Recently on Streetfilms I saw a video describing a progressive narrowing of children's range of mobility over the last forty to fifty years. Children who once had the freedom to explore and roam their towns and villages are now restricted to their streets, virtual prisoners to small proscribed areas in their neighborhoods.  The cause, a car centered transportation system and ultimately federal, state and local policies in thrall to the car. 

When I was young I had a great deal of autonomy in my mobility. My parents rarely had to chauffeur me anywhere. I walked to school, walked downtown, rode my bike to friends' houses and stores. I was not a rarity. It was the norm for children in my town to be independent. I was free to explore woods and fields and make little field trips. This independence nurtured autonomy:  planning what to take, contacting friends and what routes to take. Coming and going were up to us, within reason. Our independence gave us and our parents the freedom to be free of each other for a while, a healthy need. 

Children in Japan still have access to the autonomy which has been lost in America. School buses are not the norm here. Students are expected to get to school on their own. They walk, bike or take public transportation. In most of Japan, chauffeuring your children doesn't even occur to parents. Movement is one's personal responsibility here, from elementary school onward. Safety is not a concern as Japan is incredibly safe. (Safety is a given here). And most children move in groups. As a result, like me when I was a child, their activities place much less stress on their parents than their American counterparts. 

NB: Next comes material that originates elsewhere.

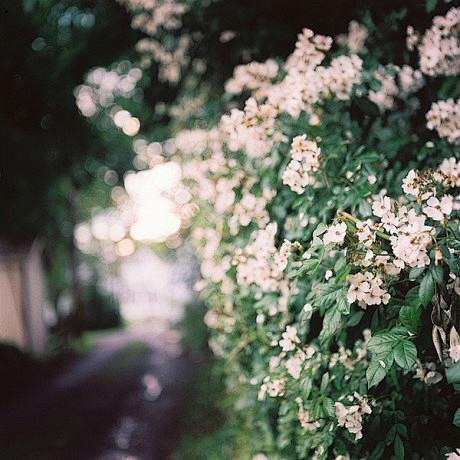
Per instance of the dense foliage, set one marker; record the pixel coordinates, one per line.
(328, 236)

If we wish to give autonomy back to children, we must give them safe, car-free ways to move about. We need more road diets, more human-interaction-friendly streets, more separated bike lanes, more public transportation and zoning reform. This would allow the facilities children, and by extension all people, use daily to be reached within safe walking or biking distance and those long haul errands done by public transportation. 

A life of autonomous mobility recognizes our need to provide transportation that serves a broad set of values: health, equity, community, environment, safety, work, and pleasure. When we recognize that car centered design is more a burden than a liberator, then, hopefully, we will take action to change it.